FLORHAM PARK, N.J.
Considering the increased scrutiny and decreased job security among even the more successful NFL general managers, Mike Maccagnan maintained his usual equanimity when discussing a team that — after a massive offseason makeover — might be lucky to win four games.
Maccagnan sat in a conference room overlooking the Jets’ practice fields Monday morning, his usual cup of coffee at the ready, with his thoughts set squarely in opposition to the overwhelming consensus that his team is at the start of a season that surely will end in failure.
“Every team goes into training camp with the idea of trying to make the playoffs,” said Maccagnan, entering his third season with the Jets. “We’re no different from any other team out there.”
If anything, the skepticism being voiced outside the building has only worked to embolden those inside the walls of One Jets Drive.
“When you’re in this business, you have to focus on what’s inside your building,” he said. “I like the chemistry and character that we’re developing. To a certain degree, I think it may give people motivation, a little chip on the shoulders of some of our players.”
Is Maccagnan out to prove the doubters wrong? “That’s not something I focus on,” he said.

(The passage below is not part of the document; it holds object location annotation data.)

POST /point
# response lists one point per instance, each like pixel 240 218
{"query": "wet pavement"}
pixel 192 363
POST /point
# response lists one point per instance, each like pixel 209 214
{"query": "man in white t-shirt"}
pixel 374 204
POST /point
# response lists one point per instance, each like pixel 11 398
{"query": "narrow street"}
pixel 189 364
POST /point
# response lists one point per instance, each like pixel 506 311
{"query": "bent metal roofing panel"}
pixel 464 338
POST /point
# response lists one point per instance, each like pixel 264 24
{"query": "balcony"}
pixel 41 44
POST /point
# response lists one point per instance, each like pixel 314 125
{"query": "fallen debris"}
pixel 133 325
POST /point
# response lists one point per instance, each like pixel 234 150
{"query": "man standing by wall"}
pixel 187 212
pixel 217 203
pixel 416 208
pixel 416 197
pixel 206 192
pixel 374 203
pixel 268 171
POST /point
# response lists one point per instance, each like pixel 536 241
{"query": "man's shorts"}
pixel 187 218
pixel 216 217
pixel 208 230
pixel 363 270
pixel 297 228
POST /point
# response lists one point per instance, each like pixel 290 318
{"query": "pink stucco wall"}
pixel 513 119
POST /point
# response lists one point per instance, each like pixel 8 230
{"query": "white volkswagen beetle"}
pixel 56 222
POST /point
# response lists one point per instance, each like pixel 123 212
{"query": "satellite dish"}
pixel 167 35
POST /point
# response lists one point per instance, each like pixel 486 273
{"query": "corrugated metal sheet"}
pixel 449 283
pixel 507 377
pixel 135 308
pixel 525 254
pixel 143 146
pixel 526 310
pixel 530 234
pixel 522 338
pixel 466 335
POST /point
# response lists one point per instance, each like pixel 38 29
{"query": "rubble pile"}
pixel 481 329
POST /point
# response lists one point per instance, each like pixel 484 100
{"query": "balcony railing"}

Yet his long-term job security is linked to what happens this season and beyond. Owner Woody Johnson gave Maccagnan the green light to tear down the foundation of an aging, mediocre team and replace it with a younger group at just about every position. The notable exception is 38-year-old quarterback Josh McCown. He might be the default choice to enter the season as the starter, if only because he gives the team the best chance to be functional early.
The rest of the team is made up mostly of players with little to no experience. In a division that includes the defending Super Bowl champion Patriots and the improved Dolphins and Bills, this has the makings of a torturous season that will test even the most callused souls of Jets fans used to disappointment.
If 2017 is as dreary as the forecasts are predicting, there’s no telling whether Maccagnan or Todd Bowles will get the chance to continue rebuilding. With owners becoming increasingly impatient about bottom-line results, attrition among coaches has never been higher. The same is true for GMs, particularly this offseason. Gone are Washington’s Scot McCloughan, Kansas City’s John Dorsey and Carolina’s Dave Gettleman. All three oversaw a playoff team within the last two seasons, and Gettleman’s Panthers made the Super Bowl after the 2015 season.
The best record of the Maccagnan-Bowles era was 10-6 in 2015, as the Jets narrowly missed the playoffs. After last year’s 5-11 season, in which Ryan Fitzpatrick played his way out of town and Darrelle Revis’ play fell off a cliff, the roster purge claimed a number of aging, expensive veterans.
Unless Christian Hackenberg somehow becomes a franchise quarterback — a shaky proposition at best — then it will be a years-long project to get the Jets to contend on a regular basis. That likely will include taking a quarterback high in next year’s draft.
Maccagnan remains unflinching in the face of a daunting challenge. “With this job, you have to focus on decisions you feel are in the best interests of the organization,” he said. “Those are the decisions we made, and we made them with the vision of what we want this team to be.”
Maccagnan’s vision will be put to the test in the coming months. It remains to be seen whether there will be sufficient progress to earn him the chance to see it through in 2018 and beyond.